Paper No. 11
Presentation Time: 11:40 AM

PALEOTOPOGRAPHY AND THE DIVERSIFICATION OF FRESHWATER FISHES


NEAR, Thomas J., Department of Ecology and Evolutionary Biology, Yale University, 370 ESC, New Haven, CT 06520, thomas.near@yale.edu

One of the two fundamental theses presented by Charles Darwin in his On the Origin of Species (1859) is that all life on Earth shares common ancestry. These phylogenetic relationships are inferred among organismal lineages using homologous phenotypic traits and/or DNA sequences from orthologous genes. Molecular clock methods, which often involve calibration information from the fossil record, offer the ability to convert molecular-inferred phylogenies into estimates of absolute age to common ancestry from the most closely related species to the very most distantly related major branches in the Tree of Life.

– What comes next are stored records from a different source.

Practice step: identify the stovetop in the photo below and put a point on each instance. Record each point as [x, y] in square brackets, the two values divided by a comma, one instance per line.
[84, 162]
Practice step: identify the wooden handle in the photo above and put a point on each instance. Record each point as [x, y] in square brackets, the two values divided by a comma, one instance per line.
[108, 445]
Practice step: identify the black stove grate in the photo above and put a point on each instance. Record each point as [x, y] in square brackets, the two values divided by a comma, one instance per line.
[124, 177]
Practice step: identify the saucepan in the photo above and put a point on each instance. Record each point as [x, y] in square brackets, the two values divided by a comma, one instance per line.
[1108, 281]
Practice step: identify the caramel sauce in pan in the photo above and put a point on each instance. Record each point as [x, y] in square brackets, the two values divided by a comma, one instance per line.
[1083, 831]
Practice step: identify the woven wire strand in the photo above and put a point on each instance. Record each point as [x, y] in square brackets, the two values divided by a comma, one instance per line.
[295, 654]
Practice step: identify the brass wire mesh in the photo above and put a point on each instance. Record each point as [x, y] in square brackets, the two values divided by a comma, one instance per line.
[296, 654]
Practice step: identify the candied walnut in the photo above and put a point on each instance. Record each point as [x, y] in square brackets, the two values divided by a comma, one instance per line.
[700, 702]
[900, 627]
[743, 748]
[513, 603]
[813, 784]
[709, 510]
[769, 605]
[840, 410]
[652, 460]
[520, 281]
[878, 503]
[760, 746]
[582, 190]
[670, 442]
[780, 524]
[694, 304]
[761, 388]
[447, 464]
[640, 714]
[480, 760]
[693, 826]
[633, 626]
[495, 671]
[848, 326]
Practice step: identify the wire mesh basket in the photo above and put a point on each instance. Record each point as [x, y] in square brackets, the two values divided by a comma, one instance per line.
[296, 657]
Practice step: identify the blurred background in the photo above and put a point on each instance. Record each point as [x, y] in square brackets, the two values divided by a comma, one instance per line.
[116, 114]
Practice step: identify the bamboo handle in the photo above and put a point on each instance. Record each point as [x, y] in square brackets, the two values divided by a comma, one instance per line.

Historical biogeography seeks to determine how Earth history events drive geographic isolation and eventual organismal lineage diversification, primarily through the correlation of phylogenetic relationships with the sequence of paleotopographic changes. Earth history events often investigated in historical biogeography include the breakup of supercontinents, the origin and demise of oceanic islands, and the disruption of river drainage courses.

The inference of phylogenetic relationships and their correlation to paleogeography is applied to investigate how changes in topography drive lineage diversification in freshwater fishes in the temperate biodiversity hotspot of eastern North America, and cichlid fishes distributed on West Gondwana landmasses.